After the First Draft

You’ve finished the first draft of your manuscript. One hundred thousand words carefully constructed over the last twelve months. Now, what happens?

It’s probably a good idea to set it aside for a while. There’s no rule I know of for how long. When you come back to it, read it through. Odds are, you’ll stil love it, but you’ll notice places where it slows down, gets off track, or isn’t interesting. Ask yourself, why?

I usually overdo descriptions of food and location in the first draft. It’s fun when I’m writing and discovering, but it often doesn’t add to the plot or characterization. Is your piece heavy on narrative, endless dialogue with nothing going on? Just make notes. You’ll come back to it. What about filter words like: to hear, to think, to touch, to wonder, and a dozen more? Words that pull the reader out of the character’s actions–that tell instead of showing.

As you get into the first edit and revision, you’ll discover much about writing you didn’t know before.
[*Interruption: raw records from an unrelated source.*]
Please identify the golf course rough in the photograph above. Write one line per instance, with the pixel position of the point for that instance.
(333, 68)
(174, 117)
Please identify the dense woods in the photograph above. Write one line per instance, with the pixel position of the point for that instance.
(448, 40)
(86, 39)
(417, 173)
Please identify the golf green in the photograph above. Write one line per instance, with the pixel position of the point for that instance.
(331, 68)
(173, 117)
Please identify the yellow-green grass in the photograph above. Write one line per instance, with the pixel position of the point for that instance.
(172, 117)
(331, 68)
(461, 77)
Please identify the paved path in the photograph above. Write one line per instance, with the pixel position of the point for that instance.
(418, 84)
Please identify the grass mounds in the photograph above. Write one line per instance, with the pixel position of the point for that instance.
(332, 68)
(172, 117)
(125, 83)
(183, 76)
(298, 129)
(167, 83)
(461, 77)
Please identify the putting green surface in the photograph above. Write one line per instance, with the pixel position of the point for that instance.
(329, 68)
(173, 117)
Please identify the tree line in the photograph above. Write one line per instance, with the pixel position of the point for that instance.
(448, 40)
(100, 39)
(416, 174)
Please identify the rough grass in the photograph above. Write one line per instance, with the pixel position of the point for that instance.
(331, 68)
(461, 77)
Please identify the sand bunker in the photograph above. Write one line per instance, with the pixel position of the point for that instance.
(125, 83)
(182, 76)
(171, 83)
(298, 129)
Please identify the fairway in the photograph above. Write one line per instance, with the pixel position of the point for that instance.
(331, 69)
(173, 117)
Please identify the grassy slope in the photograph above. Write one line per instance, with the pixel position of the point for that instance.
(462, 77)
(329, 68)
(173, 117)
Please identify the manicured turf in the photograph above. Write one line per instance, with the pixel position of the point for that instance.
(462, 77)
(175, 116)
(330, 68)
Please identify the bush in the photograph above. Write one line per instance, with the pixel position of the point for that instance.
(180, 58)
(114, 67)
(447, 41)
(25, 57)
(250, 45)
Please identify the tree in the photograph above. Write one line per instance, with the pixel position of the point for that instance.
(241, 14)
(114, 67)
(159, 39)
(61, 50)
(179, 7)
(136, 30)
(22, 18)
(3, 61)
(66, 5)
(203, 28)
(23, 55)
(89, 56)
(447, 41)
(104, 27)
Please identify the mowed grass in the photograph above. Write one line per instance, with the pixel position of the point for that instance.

How do you show character emotions? Discover not what you would think or do, but how your character would respond.. Know your characters not as words on a page but as living, thinking entities–speaking not for you but for themselves.
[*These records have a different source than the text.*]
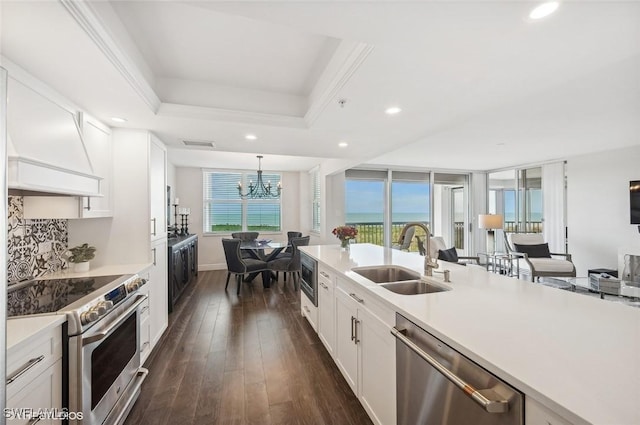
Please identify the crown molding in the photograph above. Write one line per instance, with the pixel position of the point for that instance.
(342, 66)
(91, 24)
(202, 112)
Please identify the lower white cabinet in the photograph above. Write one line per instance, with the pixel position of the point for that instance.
(537, 414)
(34, 379)
(327, 310)
(365, 351)
(158, 298)
(309, 311)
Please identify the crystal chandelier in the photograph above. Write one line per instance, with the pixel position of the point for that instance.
(260, 190)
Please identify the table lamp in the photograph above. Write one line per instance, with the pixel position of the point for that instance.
(490, 222)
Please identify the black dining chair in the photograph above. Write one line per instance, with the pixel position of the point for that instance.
(290, 264)
(238, 265)
(246, 237)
Now, dig into the structure and form of each sentence–varying length and words, finding the lyrics and making sure each statement is clear. Do the paragraphs have form–beginning, middle, and end–even if the paragraph is only a sentence? Do your scenes have style, a clear point of view, time frame, location, and relevance to plot and character arcs.

Are your chapters complete within themselves? Do they make sense in that they start with certain conditions and they end with well defined new conditions that move the plot along. Is the story a story? Does it have a theme in that it has a definite purpose that fulfills your objective–humor, moral, adventure, intrigue–whatever you intended? Is it a page turner?

Only after you’ve answered all these requirements, plus a decent grammar check, are you ready to hand it over to beta readers.